The intake was for a ten-week support program called "Living Now" that I was referred to by a "peer advocate" --(I don't know if "peer advocate" means she's positive, which is what that term means that to me)--at Shanti, an agency closer to home. "Living Now," I've found out since, has a primary focus on treatment adherence, that I don't need. I know a lot about my medications, their side-effects, and I take them anyway. I am interested in "Living Now", and was referred to it by the woman at Shanti, for the company.

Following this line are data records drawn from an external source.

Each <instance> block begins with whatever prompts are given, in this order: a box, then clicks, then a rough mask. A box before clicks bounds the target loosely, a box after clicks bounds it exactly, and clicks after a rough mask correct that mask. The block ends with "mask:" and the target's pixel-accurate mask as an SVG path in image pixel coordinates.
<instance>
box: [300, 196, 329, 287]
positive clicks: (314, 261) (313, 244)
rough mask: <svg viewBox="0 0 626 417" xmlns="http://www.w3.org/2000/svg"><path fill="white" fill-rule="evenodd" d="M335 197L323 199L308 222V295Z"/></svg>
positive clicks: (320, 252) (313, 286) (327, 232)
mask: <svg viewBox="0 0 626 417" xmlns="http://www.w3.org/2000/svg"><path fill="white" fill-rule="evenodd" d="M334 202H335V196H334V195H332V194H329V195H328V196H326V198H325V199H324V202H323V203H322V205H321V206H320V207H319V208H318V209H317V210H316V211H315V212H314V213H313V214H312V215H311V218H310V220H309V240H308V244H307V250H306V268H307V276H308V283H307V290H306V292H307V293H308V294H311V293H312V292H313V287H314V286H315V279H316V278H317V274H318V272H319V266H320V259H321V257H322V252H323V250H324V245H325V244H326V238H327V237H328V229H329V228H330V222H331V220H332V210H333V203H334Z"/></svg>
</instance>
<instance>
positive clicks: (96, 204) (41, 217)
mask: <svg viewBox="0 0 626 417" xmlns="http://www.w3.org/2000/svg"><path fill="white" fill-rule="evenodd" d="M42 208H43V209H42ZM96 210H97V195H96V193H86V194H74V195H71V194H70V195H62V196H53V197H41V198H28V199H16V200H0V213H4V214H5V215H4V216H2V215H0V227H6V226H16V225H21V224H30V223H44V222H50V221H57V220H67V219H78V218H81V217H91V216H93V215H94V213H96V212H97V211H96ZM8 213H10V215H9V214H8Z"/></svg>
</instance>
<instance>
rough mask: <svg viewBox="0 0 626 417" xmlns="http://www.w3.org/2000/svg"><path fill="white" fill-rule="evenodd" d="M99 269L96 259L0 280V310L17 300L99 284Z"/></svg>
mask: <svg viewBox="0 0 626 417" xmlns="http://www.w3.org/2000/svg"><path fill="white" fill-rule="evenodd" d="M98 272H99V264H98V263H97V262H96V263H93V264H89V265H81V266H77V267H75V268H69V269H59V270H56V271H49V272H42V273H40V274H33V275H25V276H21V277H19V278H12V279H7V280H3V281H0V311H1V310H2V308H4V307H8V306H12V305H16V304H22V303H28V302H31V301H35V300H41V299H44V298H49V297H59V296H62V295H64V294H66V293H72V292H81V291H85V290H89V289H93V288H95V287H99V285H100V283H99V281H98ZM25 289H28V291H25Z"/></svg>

I receive good medical care at San Francisco General Hospital's Ward 86, and I receive excellent psychiatric and therapy services at UCSF AIDS Health Project (AHP). My problem is isolation. I identify as a positive person, and I am only really comfortable around positive people, but I can not stomach the segregation of HIV/AIDS social support services in San Francisco. I feel fragmented by the targeted fragmentation of the HIV/AIDS community. I appreciate women's services but I personally have never wanted them and won't go to them. And I understand, but am sick of the array of support service descriptions that apply specifically and perfectly to my feelings and situations, that are reserved for men. [Supposedly for gay and "bisexual" men--It's not that I don't believe that there could be such a thing as a bisexual man; It's just that if services really were designed in part for them, wouldn't there be some--not as many, but some, or at least one--service for their relationships with women? And I say "services for men" rather than "services for gay and bisexual men" even though that's what they say, because if I were a straight man I would go to what applied to me anyway. I would be able to "pass."]

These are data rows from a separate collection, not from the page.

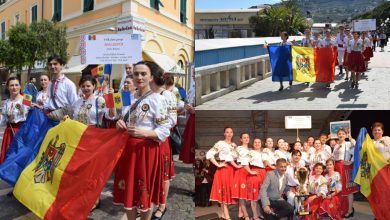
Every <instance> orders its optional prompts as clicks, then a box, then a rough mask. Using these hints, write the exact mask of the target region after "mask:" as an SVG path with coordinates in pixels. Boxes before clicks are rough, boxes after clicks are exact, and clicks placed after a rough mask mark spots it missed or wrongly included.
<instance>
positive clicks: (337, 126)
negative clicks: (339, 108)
mask: <svg viewBox="0 0 390 220" xmlns="http://www.w3.org/2000/svg"><path fill="white" fill-rule="evenodd" d="M329 127H330V132H329V133H330V137H331V138H337V132H338V131H339V130H340V128H343V129H345V131H346V132H347V135H348V134H349V133H350V132H351V121H333V122H330V126H329Z"/></svg>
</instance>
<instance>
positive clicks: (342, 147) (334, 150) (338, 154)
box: [332, 141, 355, 161]
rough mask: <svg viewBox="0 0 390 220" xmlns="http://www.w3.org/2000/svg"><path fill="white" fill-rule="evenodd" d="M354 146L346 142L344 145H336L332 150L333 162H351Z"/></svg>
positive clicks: (338, 144) (354, 149) (353, 151)
mask: <svg viewBox="0 0 390 220" xmlns="http://www.w3.org/2000/svg"><path fill="white" fill-rule="evenodd" d="M354 151H355V144H352V143H351V142H349V141H347V142H345V143H344V144H341V145H339V144H336V145H335V146H334V149H333V153H332V156H333V160H335V161H338V160H343V161H353V155H354Z"/></svg>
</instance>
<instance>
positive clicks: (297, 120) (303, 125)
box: [284, 115, 311, 129]
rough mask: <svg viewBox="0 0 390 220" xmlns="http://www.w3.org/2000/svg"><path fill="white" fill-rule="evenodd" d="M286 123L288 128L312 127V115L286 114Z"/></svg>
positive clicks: (309, 128)
mask: <svg viewBox="0 0 390 220" xmlns="http://www.w3.org/2000/svg"><path fill="white" fill-rule="evenodd" d="M284 123H285V128H286V129H311V115H305V116H285V117H284Z"/></svg>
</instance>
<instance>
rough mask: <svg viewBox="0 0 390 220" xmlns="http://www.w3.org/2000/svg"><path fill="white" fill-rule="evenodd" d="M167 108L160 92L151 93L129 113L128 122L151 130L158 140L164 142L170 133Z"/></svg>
mask: <svg viewBox="0 0 390 220" xmlns="http://www.w3.org/2000/svg"><path fill="white" fill-rule="evenodd" d="M167 118H168V116H167V108H166V105H165V104H164V99H163V97H162V96H161V95H160V94H157V93H152V94H150V95H149V96H147V97H146V98H144V99H143V100H142V101H141V102H140V103H139V104H138V105H137V107H136V108H135V109H134V111H132V112H131V113H130V115H129V121H128V122H129V123H132V124H133V123H134V124H135V126H136V127H137V128H140V129H144V130H149V131H150V130H153V131H154V132H156V134H157V139H158V141H159V142H164V141H165V139H166V138H167V137H168V136H169V134H170V131H169V129H170V127H169V122H168V120H167Z"/></svg>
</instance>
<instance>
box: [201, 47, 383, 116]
mask: <svg viewBox="0 0 390 220" xmlns="http://www.w3.org/2000/svg"><path fill="white" fill-rule="evenodd" d="M379 50H380V48H379V49H377V51H379ZM389 60H390V45H389V46H387V47H385V52H374V57H373V58H372V59H371V63H369V68H370V70H369V71H368V72H366V73H365V75H364V76H362V78H361V80H360V82H359V89H350V88H349V86H350V81H345V80H344V77H345V75H341V76H340V75H338V68H337V69H336V80H335V83H332V84H331V89H327V88H325V84H324V83H311V84H310V86H306V85H305V83H298V82H293V86H292V87H288V82H284V87H285V90H283V91H281V92H280V91H278V89H279V82H272V81H271V77H269V78H266V79H265V80H262V81H258V82H256V83H254V84H252V85H250V86H248V87H245V88H242V89H240V90H236V91H233V92H231V93H229V94H226V95H224V96H222V97H219V98H217V99H214V100H211V101H208V102H206V103H204V104H202V105H199V106H197V107H196V110H243V109H248V110H258V109H266V110H274V109H291V110H301V109H302V110H303V109H313V110H334V109H372V110H374V109H382V110H383V109H390V102H389V100H390V86H389V81H388V80H389V78H390V63H389Z"/></svg>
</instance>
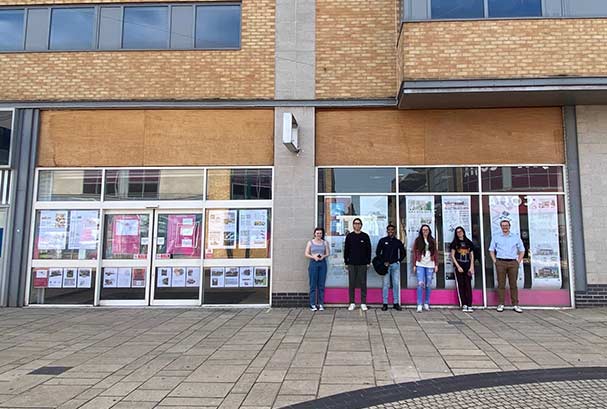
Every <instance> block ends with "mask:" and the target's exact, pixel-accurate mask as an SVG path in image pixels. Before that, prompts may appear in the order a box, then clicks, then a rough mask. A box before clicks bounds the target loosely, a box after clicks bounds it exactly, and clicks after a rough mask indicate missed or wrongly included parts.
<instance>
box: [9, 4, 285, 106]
mask: <svg viewBox="0 0 607 409" xmlns="http://www.w3.org/2000/svg"><path fill="white" fill-rule="evenodd" d="M142 1H143V0H142ZM88 2H92V1H90V0H79V1H77V2H75V1H69V0H56V1H51V2H47V3H48V4H53V3H62V4H65V3H80V4H81V3H88ZM107 2H108V1H105V2H104V3H107ZM146 2H148V0H146ZM95 3H97V1H95ZM0 4H1V5H13V4H40V2H39V1H35V0H24V1H21V2H18V3H17V2H15V1H7V0H0ZM274 4H275V2H274V0H243V2H242V41H241V46H242V48H241V49H240V50H236V51H205V50H194V51H105V52H98V51H95V52H91V51H89V52H43V53H0V67H2V70H1V73H2V75H0V100H4V101H81V100H91V101H92V100H166V99H169V100H200V99H217V98H220V99H271V98H273V96H274Z"/></svg>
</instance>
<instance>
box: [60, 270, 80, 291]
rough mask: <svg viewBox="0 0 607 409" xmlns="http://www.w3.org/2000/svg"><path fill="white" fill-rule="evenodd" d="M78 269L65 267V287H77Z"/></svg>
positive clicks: (63, 273)
mask: <svg viewBox="0 0 607 409" xmlns="http://www.w3.org/2000/svg"><path fill="white" fill-rule="evenodd" d="M77 273H78V270H77V269H75V268H64V269H63V288H76V284H77V282H76V280H77V275H78V274H77Z"/></svg>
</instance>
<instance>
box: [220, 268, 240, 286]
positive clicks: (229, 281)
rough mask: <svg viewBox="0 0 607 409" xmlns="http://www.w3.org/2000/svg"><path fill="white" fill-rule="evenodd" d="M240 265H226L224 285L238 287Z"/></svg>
mask: <svg viewBox="0 0 607 409" xmlns="http://www.w3.org/2000/svg"><path fill="white" fill-rule="evenodd" d="M238 275H239V274H238V267H226V270H225V276H224V282H223V283H224V287H238V284H239V280H238Z"/></svg>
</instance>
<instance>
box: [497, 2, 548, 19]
mask: <svg viewBox="0 0 607 409" xmlns="http://www.w3.org/2000/svg"><path fill="white" fill-rule="evenodd" d="M541 15H542V1H541V0H489V17H541Z"/></svg>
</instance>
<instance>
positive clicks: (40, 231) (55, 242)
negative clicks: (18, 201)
mask: <svg viewBox="0 0 607 409" xmlns="http://www.w3.org/2000/svg"><path fill="white" fill-rule="evenodd" d="M66 241H67V210H42V211H41V212H40V224H39V226H38V250H56V251H61V250H64V249H65V245H66Z"/></svg>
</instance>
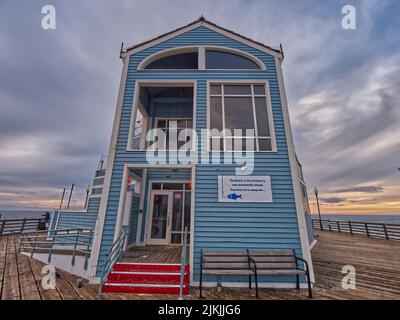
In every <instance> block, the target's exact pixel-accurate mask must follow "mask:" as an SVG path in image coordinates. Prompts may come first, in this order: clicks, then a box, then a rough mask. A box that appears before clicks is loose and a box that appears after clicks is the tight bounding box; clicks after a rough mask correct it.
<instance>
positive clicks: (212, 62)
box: [206, 49, 261, 69]
mask: <svg viewBox="0 0 400 320" xmlns="http://www.w3.org/2000/svg"><path fill="white" fill-rule="evenodd" d="M206 69H261V68H260V66H259V65H258V64H257V63H256V62H254V61H253V60H250V59H248V58H246V57H244V56H241V55H239V54H236V53H232V52H226V51H220V50H211V49H207V50H206Z"/></svg>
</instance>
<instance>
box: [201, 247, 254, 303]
mask: <svg viewBox="0 0 400 320" xmlns="http://www.w3.org/2000/svg"><path fill="white" fill-rule="evenodd" d="M250 263H251V260H250V257H249V255H248V253H247V251H205V250H201V256H200V284H199V292H200V293H199V297H200V298H202V297H203V295H202V287H203V274H208V275H230V276H249V289H251V276H252V275H254V276H255V273H254V268H250ZM253 263H254V262H253ZM255 283H256V286H257V285H258V284H257V279H255ZM256 292H257V295H258V288H257V290H256Z"/></svg>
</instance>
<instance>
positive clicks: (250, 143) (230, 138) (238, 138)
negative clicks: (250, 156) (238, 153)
mask: <svg viewBox="0 0 400 320" xmlns="http://www.w3.org/2000/svg"><path fill="white" fill-rule="evenodd" d="M255 143H256V142H255V138H229V137H228V138H226V139H225V147H226V150H227V151H231V150H233V151H255V150H256V144H255ZM247 144H248V145H247Z"/></svg>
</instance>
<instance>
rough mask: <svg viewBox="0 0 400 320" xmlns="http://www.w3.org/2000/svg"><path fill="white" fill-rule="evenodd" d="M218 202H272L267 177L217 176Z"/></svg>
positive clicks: (269, 182)
mask: <svg viewBox="0 0 400 320" xmlns="http://www.w3.org/2000/svg"><path fill="white" fill-rule="evenodd" d="M218 201H219V202H234V203H235V202H272V188H271V178H270V177H269V176H218Z"/></svg>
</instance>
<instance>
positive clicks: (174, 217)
mask: <svg viewBox="0 0 400 320" xmlns="http://www.w3.org/2000/svg"><path fill="white" fill-rule="evenodd" d="M182 207H183V192H174V194H173V202H172V231H181V230H182V218H183V217H182V216H183V214H182V213H183V212H182V211H183V210H182V209H183V208H182Z"/></svg>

I need some small kind of diverse collection of HIV positive people somewhere. (Diverse people, not diverse women, not diverse gay people. People.) I'm not trying to find and pick up some positive straight guy (although that would be nice too, in some kind of circumstance appropriate for that whatever that would be.) I just need to feel like a human being, albeit a positive one, with all my different kinds of relationships aware of each other, in one room. "Living Now" is open to all kinds of positive people.
I answered in some way to that whole effect when Andrew asked what I hoped to get out of the program and services at Black Coalition on AIDS. And when at the end he did ask if I had any questions, I said, "Yes--Black positive people are under-served, and this is the only agency serving the needs of African Americans specifically, so why am I welcome here at all?"
He said the programs he runs are open to all positive people. He said that the Black Coalition on AIDS (BCA) was created to serve the needs of black people with HIV/AIDS who were not being served. But once BCA was established, they did not feel it was right to exclude someone in need on the basis of gender or sexual orientation, or color.
They do have programs and services there specifically for people of color. And I have no doubt that the needs of positive people of color are still under-served. And I am aware of my own feeling that I am trespassing. But Andrew's answer--I have waited for that for years. Just that anyone would think this way is healing.